The third track is Academic Clinical Research Management, and it is where Tafuto sees the most immediate workforce impact. The program emerged during the COVID-19 pandemic, when academic medical centers were suddenly responsible for running large-scale, time-sensitive vaccine trials.

“During COVID, the research came to academic medical centers fast,” Tafuto said. “They needed thousands of participants, but what they didn’t have were enough coordinators, data managers, and trial managers to actually run those studies.”

Rutgers itself was one of the largest vaccine trial sites globally, enrolling more than1,000 participants. The experience exposed a gap that had existed for years but was impossible to ignore during a public health emergency.

Training For The Reality Of AMCs

Running clinical trials at an AMC comes with challenges that differ markedly from those in industry.
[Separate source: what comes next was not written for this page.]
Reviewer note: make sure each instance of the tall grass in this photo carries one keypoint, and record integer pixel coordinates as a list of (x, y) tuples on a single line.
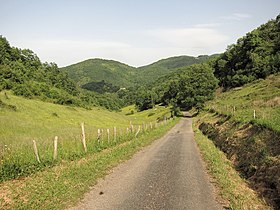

Investigator-initiated studies, federal grants, IRB complexity, and institutional bureaucracy all shape how trials are executed. The Academic Clinical Research Management track was built specifically to prepare students for that environment.

The program is accelerated, typically completed in about 16 months, and includes 500 hours of experiential training embedded directly within Rutgers Health, the Rutgers Cancer Institute, or affiliated research units. Rather than treating hands-on experience as an add-on, Rutgers built it into the core of the curriculum.

“We designed it like clinical rotations,” Tafuto explained. “Our physician assistants and physical therapists do rotations, so we asked why clinical research training shouldn’t work the same way.”

Students rotate through real research settings, observing how protocols are executed, how data is managed, and how trials move forward when timelines are tight and resources are limited. For many, it is their first exposure to the day-to-day realities of academic research operations.

A Field That Demands More Than Science Alone

One of the more surprising aspects of Rutgers’ programs is the diversity of student backgrounds. While Drug Safety students often come from traditional science disciplines, the broader Clinical Research Management tracks attract graduates in business, psychology, health sciences, and even unrelated fields.

That diversity reflects the reality of clinical research itself. Success in trial operations requires scientific literacy, but it also demands project management skills, regulatory awareness, and a strong service mindset focused on patient outcomes.

“Clinical research management is this combination of science, business, and service,” Tafuto said. “You’re patient-centered, outcome-focused, and still managing projects under heavy regulatory requirements.”

Clinical research will likely always include people who fell into it. But as trials grow more complex and expectations increase, the industry can no longer rely on accidental pathways alone. Training people deliberately may be one of the most important steps the field can take next.